With the availability of very high spatial resolution satellite data and images starting in the early 2000s, the development of remote sensing technology for civilian applications, such as detecting surface changes and identifying and classifying land features, especially in urban and rural areas, has rapidly accelerated. Remote sensing technology has made it possible to capture details with a spatial resolution of a few decimeters from distances of about 600 kilometers above the Earth. The revisit time (or temporal resolution) between two corresponding observations of a specific location on Earth can range from 16 days (for global monitoring from about 600 kilometers) to a fraction of a day (for dedicated systems). Countries with advanced satellite technology have been able to deploy constellations of identical satellites to continuously and regularly monitor regions of interest for natural disasters, such as earthquakes.

The capabilities in developing image processing methods and performing image analysis in the Remote Sensing Group of the International Institute of Earthquake Engineering and Seismology can be summarized as follows. After preprocessing operations (such as georeferencing, image registration, histogram enhancement), various methods in image fusion, image segmentation, texture analysis, model and algorithm development, and the application of soft computing methods (i,e, artificial neural networks, genetic algorithms, support vector machines, fuzzy logic, and combinations of these schemes) can be used for detecting changes and assessing damage in urban and rural areas. Recently, based on the augmented databases concerning the features in the built environment and the ability to perform complex and parallel computations in a short time, the development of modern deep learning methods concerning building extraction and providing highly efficient damage maps has become feasible. This research is considered cutting-edge.
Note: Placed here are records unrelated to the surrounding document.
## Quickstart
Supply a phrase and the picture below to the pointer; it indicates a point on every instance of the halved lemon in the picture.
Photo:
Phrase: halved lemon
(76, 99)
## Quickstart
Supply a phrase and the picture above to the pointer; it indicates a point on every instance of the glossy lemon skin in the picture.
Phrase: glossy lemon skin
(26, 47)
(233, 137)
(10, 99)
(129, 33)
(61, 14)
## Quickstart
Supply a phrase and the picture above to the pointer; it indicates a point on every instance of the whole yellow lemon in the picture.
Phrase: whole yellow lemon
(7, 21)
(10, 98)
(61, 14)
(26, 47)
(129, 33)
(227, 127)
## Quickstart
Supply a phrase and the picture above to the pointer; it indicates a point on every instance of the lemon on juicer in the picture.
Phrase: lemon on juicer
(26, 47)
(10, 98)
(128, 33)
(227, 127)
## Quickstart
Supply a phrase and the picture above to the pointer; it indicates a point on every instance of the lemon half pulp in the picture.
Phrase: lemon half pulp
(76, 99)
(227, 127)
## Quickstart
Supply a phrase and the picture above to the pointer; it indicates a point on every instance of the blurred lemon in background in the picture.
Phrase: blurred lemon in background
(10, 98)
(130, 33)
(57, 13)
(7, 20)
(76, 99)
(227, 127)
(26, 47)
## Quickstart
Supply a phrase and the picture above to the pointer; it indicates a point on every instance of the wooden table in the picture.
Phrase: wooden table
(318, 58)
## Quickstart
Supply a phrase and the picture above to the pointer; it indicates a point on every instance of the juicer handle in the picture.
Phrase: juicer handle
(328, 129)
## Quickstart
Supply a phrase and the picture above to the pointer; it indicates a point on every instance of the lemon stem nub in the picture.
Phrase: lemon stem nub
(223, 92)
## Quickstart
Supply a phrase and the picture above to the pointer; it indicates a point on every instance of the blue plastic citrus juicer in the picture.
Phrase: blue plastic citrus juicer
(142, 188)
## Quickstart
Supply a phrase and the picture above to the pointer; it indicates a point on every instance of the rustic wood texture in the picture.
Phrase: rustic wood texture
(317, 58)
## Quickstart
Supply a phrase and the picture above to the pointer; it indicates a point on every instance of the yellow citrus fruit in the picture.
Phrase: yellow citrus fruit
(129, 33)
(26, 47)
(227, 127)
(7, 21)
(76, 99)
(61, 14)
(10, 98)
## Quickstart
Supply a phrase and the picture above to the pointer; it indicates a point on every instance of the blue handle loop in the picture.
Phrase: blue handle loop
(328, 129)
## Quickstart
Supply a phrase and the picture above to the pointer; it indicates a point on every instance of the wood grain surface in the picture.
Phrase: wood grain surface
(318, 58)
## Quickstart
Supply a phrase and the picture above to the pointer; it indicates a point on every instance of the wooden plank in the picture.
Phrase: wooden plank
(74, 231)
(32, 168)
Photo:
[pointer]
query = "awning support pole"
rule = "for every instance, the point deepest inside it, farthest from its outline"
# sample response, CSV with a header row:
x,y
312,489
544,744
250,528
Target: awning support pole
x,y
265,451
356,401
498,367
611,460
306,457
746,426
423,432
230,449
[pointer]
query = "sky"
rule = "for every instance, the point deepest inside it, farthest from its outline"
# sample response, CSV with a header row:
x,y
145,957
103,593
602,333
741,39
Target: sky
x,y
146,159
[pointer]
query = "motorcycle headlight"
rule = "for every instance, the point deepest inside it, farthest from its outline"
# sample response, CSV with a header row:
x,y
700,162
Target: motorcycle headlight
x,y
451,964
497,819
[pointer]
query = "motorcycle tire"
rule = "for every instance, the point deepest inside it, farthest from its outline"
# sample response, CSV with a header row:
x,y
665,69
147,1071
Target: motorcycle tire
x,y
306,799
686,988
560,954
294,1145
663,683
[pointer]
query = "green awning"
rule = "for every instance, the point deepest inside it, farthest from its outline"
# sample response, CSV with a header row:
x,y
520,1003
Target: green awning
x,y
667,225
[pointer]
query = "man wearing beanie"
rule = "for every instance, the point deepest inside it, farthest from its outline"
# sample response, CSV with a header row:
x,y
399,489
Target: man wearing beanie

One of the successes achieved has been the integration and use of multi-sensor, multi-platform images, which allows for the use of data from various sensors before and after an event. The development of such algorithms has leveraged the lack of data to some extent. This is especially useful when pre-event data of a particular sensor is unavailable, and some other baseline data (pre-event) from other sensors can be utilized instead (multi-sensor approaches). Another successful approach has been the solely use of single post-event images. By preparing ground truth data obtained from various patterns and different sensors, valuable baseline information has been created for urban or rural settings for different parts of the country. This developed domestic database, compared to similar global ones, is unique in terms of quantity and quality. For example, in the production of damage maps (widespread destruction and total collapse), using soft computing methods, and in a very short time (a few hours, including preprocessing and image corrections, etc.) after accessing satellite images (or UAV images …), the overall accuracy of the product has been around 75%, and when utilizing some deep learning methods, the accuracy exceeded 90% in overall. It should be noted that in the field of disaster management, particularly in the early phases of emergency response, these accuracies are considered excellent and highly effective. These results are particularly vital and insightful for organizations involved, such as the Disaster Management Organization and the Red Crescent Society.